The reason assigned by the respondents is not acceptable to this Court that it was not submitted at the time of initial appointment. Admittedly, the matriculation certificate was submitted before the final order was passed for compassionate appointment. Final order has been passed only in the year 2016, prior to which petitioner was already in possession of the matriculation certification and submitted the same before the competent Authority. 12. From the documents brought on record, it appears that on the date of making application for compassionate appointment, the petitioner was less than 35 years of age and as such, fit for appointment on compassionate ground.
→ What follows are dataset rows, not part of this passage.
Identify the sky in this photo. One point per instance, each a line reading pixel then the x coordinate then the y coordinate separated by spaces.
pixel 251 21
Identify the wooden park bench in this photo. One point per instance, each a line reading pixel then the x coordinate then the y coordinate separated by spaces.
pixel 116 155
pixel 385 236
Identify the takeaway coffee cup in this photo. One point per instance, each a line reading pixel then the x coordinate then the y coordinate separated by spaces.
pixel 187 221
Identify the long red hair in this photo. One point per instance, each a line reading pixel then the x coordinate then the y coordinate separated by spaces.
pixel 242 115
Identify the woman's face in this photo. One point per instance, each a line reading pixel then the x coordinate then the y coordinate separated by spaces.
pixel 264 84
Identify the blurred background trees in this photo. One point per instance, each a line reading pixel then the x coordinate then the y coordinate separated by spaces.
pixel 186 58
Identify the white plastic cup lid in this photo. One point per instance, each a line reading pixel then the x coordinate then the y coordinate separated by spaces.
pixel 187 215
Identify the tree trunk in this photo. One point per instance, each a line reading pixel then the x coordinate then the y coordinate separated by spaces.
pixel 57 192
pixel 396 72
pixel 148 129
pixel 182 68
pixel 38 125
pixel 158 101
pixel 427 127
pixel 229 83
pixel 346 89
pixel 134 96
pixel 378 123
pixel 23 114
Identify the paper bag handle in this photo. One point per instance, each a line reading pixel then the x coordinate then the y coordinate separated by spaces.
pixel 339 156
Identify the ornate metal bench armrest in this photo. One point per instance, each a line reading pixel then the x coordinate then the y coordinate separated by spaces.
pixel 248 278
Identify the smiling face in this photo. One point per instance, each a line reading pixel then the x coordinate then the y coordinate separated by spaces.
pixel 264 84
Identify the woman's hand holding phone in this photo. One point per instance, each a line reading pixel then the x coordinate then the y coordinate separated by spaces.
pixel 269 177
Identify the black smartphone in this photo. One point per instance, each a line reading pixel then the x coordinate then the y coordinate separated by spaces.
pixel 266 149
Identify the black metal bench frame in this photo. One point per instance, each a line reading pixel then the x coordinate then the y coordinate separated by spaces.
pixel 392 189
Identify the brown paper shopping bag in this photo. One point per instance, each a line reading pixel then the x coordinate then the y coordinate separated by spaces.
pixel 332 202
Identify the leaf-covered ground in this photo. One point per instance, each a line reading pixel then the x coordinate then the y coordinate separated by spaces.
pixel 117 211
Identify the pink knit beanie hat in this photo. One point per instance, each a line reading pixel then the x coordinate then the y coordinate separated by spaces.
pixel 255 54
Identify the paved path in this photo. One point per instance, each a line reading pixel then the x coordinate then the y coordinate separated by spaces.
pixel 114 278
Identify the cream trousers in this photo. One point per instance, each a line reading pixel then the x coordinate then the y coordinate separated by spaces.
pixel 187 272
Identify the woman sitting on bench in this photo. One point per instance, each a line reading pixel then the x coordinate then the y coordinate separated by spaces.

The reasons assigned by the respondent-authorities is not tenable in the eyes of law and the action of the respondents in not considering the case of the petitioner for compassionate appointment is illegal, arbitrary and fit to be set aside. 13. As a sequitur to the aforesaid observations, rules, guidelines, legal propositions and judicial pronouncements, the letter No. 6075 dated 23/25.09.2014 and letter No. 478 dated 30.01.2016 are hereby quashed and set aside. As a result of quashment of the order/ rejection letters, I hereby direct the respondents to reconsider the case of the petitioner for compassionate appointment and if there is no other legal impediment, issue letter of appointment in favour of the petitioner. 14. Let the entire exercise be completed within a period of eight weeks from the date of receipt/ production of a copy of this order. 15. With the aforesaid observations and directions, the writ petition stands allowed.